Controls and Procedures (AMB Property Corporation)
The parent company maintains disclosure controls and procedures that are designed to ensure that information required to be disclosed in its reports filed under the Securities Exchange Act of 1934, as amended, is recorded, processed, summarized and reported within the time periods specified in the U.S. Securities and Exchange Commission’s rules and forms, and that such information is accumulated and communicated to its management, including its chief executive officer and chief financial officer, as appropriate, to allow timely decisions regarding required disclosure. In designing and evaluating the disclosure controls and procedures, the parent company’s management recognizes that any controls and procedures, no matter how well designed and operated, can provide only reasonable assurance of achieving the desired control objectives, and its management is required to apply its judgment in evaluating the cost-benefit relationship of possible controls and procedures. Also, the parent company has investments in certain unconsolidated entities, which are accounted for using the equity method of accounting. As the parent company does not control or manage these entities, its disclosure controls and procedures with respect to such entities may be substantially more limited than those it maintains with respect to its consolidated subsidiaries.

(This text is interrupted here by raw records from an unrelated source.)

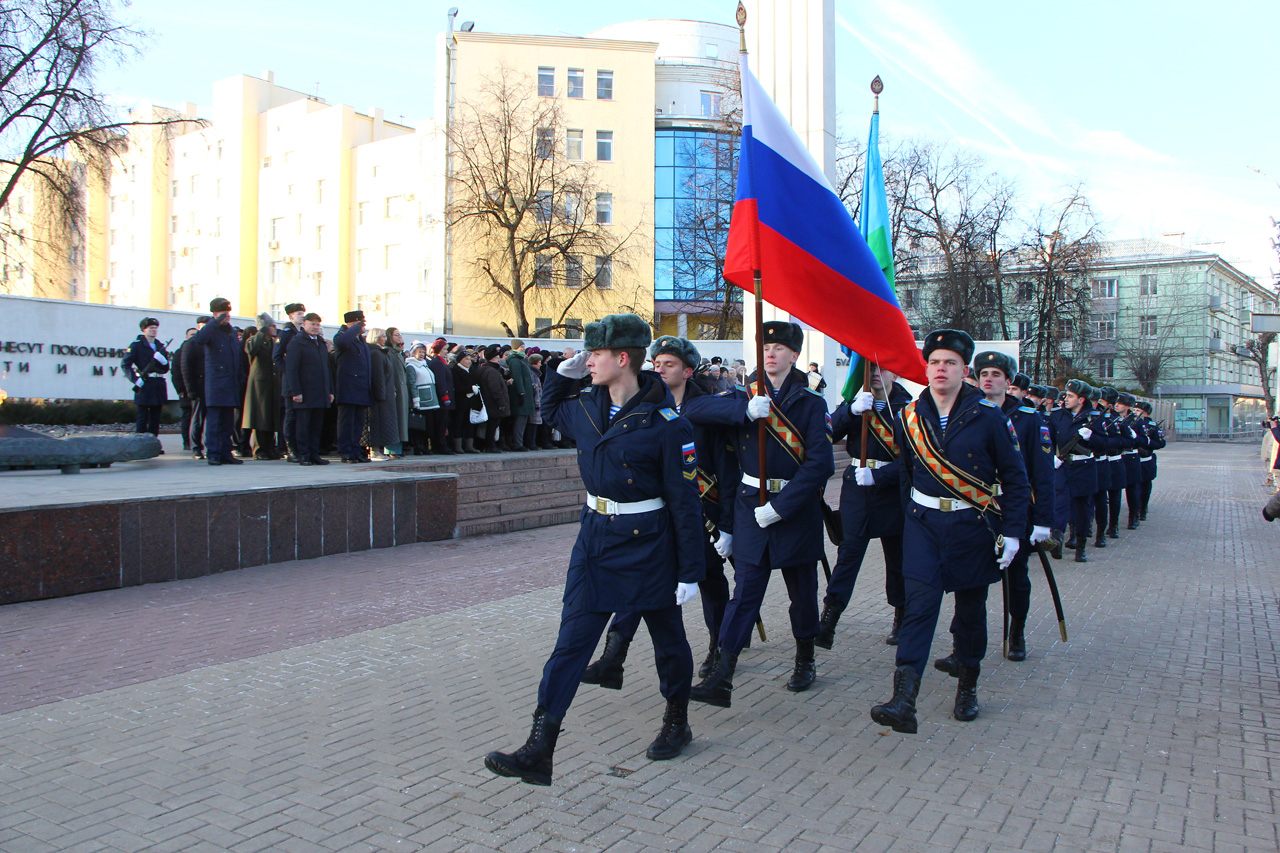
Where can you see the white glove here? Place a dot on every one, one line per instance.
(576, 366)
(685, 593)
(1009, 553)
(767, 515)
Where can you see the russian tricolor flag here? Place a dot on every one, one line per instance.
(814, 264)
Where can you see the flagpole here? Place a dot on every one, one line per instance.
(759, 316)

As required byRule 13a-15(b) orRule 15d-15(b) of the Securities Exchange Act of 1934, as amended, management of the parent company carried out an evaluation, under the supervision and with participation of its chief executive officer and chief financial officer, of the effectiveness of the design and operation of its disclosure controls and procedures that were in effect as of the end of the quarter covered by this report. Based on the foregoing, the parent company’s chief executive officer and chief financial officer each concluded that its disclosure controls and procedures were effective at the reasonable assurance level.

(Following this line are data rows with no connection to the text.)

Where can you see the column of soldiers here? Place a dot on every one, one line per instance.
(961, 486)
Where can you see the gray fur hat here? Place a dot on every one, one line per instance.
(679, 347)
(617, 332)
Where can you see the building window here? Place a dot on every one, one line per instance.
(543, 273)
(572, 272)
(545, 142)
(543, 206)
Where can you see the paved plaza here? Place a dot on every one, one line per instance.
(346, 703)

There have been no changes in the parent company’s internal control over financial reporting during its most recent fiscal quarter that have materially affected, or are reasonably likely to materially affect, its internal control over financial reporting.
Controls and Procedures (AMB Property, L.P.)
The operating partnership maintains disclosure controls and procedures that are designed to ensure that information required to be disclosed in its reports filed under the Securities Exchange Act of 1934, as amended, is recorded, processed, summarized and reported within the time periods specified in the U.S. Securities and Exchange Commission’s rules and forms, and that such information is accumulated and communicated to its management, including the chief executive officer and chief financial officer of its general partner, as appropriate, to allow timely decisions regarding required disclosure. In designing and evaluating the disclosure controls and procedures, the operating partnership’s management recognizes that any controls and procedures, no matter how well designed and operated, can provide only reasonable assurance of achieving the desired control objectives, and its management is required to apply its judgment in evaluating the cost-benefit relationship of possible controls and procedures. Also, the operating partnership has investments in certain unconsolidated entities, which are accounted for using the equity method of accounting. As the operating partnership does not control or manage these entities, its disclosure controls and procedures with respect to such entities may be substantially more limited than those it maintains with respect to its consolidated subsidiaries.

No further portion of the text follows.